EXAMPLE 1: Original Code
do igen = 1, gmax
naybs = 0
buffer = 0
! This loop finds neighbor values
do j = 2, y_limit + 1
do i = 2, x_limit +1
naybs(i,j) = pop(i-1,j-1) + pop(i,j-1) + pop(i+1,j-1)+ &
pop(i-1,j ) + pop(i+1,j )+ &
pop(i-1,j+1) + pop(i,j+1) + pop(i+1,j+1)
! Birth
if (pop(i,j)==0 .and. naybs(i,j)==3) then
buffer(i,j)=1
! Survival
else if (pop(i,j)==1 .and. &
(naybs(i,j)==2 .or. naybs(i,j)==3)) then
buffer(i,j)=1
! Death
else
buffer(i,j)=0
end if
pop(i,j) = buffer(i,j)
end do
end do
end do
EXAMPLE 2: Improved Code
do igen = 1, gmax
naybs = 0
if (mod(igen,2)==1) then
! This loop finds neighbor values
do j = 2, y_limit + 1
do i = 2, x_limit +1
naybs(i,j) = pop(i-1,j-1) + pop(i,j-1) + pop(i+1,j-1)+ &
pop(i-1,j ) + pop(i+1,j )+ &
pop(i-1,j+1) + pop(i,j+1) + pop(i+1,j+1)
! Birth
if (pop(i,j)==0 .and. naybs(i,j)==3) then
buffer(i,j)=1
! Survival
else if (pop(i,j)==1 .and. &
(naybs(i,j)==2 .or. naybs(i,j)==3)) then
buffer(i,j)=1
! Death
else
buffer(i,j)=0
end if
end do
end do
else if (mod(igen,2)==0) then
! This loop finds neighbor values
do j = 2, y_limit + 1
do i = 2, x_limit +1
naybs(i,j)=buffer(i-1,j-1)+buffer(i,j-1)+buffer(i+1,j-1)+ &
buffer(i-1,j ) +buffer(i+1,j )+ &
buffer(i-1,j+1)+buffer(i,j+1)+buffer(i+1,j+1)
! Birth
if (buffer(i,j)==0 .and. naybs(i,j)==3) then
pop(i,j)=1
! Survival
else if (buffer(i,j)==1 .and. &
(naybs(i,j)==2 .or. naybs(i,j)==3)) then
pop(i,j)=1
! Death
else
pop(i,j)=0
end if
end do
end do
end if
end do
I will say that you do have to write more code, but if that’s your hang-up, then you might not be very interested in performance in the first place.
More importantly, note the logic here.
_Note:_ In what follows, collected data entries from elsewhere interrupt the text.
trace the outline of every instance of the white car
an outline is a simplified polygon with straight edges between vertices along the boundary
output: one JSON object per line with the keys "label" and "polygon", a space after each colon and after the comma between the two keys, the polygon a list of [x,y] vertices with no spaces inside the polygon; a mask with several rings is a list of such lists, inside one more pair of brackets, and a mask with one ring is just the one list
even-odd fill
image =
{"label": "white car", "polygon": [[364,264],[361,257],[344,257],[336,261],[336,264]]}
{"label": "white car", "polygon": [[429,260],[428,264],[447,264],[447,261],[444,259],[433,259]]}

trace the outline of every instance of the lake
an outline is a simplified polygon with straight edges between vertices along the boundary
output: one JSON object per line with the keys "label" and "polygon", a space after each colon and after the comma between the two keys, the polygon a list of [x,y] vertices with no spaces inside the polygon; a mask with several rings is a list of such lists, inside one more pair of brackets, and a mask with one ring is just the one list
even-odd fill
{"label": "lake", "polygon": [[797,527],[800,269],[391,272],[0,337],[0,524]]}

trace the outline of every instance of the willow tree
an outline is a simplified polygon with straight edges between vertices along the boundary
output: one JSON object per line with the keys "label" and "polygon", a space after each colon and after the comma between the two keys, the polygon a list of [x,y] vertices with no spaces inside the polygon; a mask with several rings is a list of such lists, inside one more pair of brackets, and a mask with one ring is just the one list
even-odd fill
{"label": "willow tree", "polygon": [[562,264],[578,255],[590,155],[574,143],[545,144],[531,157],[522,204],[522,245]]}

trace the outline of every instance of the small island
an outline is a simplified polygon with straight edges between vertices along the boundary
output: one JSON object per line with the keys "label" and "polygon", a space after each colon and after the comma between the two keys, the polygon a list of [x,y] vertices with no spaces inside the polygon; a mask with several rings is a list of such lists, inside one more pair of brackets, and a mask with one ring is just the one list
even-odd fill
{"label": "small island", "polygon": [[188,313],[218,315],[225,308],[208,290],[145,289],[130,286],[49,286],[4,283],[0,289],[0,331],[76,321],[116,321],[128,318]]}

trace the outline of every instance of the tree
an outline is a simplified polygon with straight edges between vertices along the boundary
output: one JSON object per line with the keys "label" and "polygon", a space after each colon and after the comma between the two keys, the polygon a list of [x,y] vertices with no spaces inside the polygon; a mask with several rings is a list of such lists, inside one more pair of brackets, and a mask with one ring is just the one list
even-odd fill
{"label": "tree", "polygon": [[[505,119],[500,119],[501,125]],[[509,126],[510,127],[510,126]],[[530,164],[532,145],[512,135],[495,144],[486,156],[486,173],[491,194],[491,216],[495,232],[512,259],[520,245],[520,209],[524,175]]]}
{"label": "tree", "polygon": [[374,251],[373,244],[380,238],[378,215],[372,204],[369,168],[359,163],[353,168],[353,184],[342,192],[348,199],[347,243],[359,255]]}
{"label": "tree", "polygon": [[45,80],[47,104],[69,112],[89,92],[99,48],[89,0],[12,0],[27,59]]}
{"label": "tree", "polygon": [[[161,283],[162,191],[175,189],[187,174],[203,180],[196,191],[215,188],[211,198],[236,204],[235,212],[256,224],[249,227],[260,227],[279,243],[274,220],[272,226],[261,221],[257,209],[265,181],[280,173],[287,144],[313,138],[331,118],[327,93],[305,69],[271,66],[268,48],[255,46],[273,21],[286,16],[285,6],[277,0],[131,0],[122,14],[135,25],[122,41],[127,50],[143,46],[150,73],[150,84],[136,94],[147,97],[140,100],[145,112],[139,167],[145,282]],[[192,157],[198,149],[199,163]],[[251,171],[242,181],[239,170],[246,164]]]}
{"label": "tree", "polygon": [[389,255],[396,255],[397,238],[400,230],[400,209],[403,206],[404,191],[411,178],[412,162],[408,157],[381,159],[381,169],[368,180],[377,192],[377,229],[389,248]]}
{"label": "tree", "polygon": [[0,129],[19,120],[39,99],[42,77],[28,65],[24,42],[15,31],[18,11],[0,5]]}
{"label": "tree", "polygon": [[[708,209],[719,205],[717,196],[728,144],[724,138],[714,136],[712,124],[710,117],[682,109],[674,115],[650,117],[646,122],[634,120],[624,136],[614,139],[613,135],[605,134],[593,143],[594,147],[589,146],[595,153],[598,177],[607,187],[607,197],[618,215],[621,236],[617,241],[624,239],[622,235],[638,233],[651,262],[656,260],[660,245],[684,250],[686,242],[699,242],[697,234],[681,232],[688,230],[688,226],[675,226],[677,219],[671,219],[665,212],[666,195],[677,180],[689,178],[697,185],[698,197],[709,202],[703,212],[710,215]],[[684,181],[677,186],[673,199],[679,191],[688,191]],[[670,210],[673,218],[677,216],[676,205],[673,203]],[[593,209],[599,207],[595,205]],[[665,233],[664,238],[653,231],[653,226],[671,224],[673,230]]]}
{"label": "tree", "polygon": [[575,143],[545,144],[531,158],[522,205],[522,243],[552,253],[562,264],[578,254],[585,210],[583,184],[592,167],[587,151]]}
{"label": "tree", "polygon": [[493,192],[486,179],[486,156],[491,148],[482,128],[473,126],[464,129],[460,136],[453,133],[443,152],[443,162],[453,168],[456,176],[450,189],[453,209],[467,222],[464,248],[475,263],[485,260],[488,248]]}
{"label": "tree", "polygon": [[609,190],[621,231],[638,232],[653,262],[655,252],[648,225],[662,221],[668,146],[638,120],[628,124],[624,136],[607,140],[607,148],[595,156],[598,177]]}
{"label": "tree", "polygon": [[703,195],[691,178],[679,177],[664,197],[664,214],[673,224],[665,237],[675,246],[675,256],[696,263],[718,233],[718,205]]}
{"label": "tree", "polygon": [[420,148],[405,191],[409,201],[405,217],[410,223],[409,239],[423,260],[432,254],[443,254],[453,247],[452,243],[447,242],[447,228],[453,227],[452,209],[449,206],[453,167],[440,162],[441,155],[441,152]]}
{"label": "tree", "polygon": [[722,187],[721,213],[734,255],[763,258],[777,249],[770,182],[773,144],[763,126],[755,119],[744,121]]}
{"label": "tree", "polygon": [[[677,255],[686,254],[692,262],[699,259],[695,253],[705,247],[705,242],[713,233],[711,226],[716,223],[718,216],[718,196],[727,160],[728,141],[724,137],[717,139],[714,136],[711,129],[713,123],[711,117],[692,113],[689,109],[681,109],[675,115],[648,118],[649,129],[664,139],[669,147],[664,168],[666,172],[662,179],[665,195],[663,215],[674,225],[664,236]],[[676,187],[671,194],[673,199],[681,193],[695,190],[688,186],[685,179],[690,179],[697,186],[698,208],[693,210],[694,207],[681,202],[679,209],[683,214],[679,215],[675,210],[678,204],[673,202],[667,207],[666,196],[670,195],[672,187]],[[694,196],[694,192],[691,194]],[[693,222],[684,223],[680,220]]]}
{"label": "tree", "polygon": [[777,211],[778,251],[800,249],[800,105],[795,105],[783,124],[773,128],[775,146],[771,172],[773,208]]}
What I’m doing is identifying which time step is odd or even (by computing the mod of each time step), and then based on that result, I will update the next time step with a value from another grid. As far as I know, this can be done more elegantly in C by switching pointers. I don’t even know how to yet use pointers effectively in Fortran, so that might be possible here too. That would then give you the performance you desire, and the brevity that everyone likes. This result did increase my performance by 25%, which is dramatic if you are in the scientific computing world.
I note that this may be obvious to others, and they might even think that I made it harder on myself in the first place by doing something silly (which I did), but remember that I was taught this by multiple people, multiple times. Once I started to get an understanding of how data is held in memory, I started to make more advanced strides in programming. Hope this helps!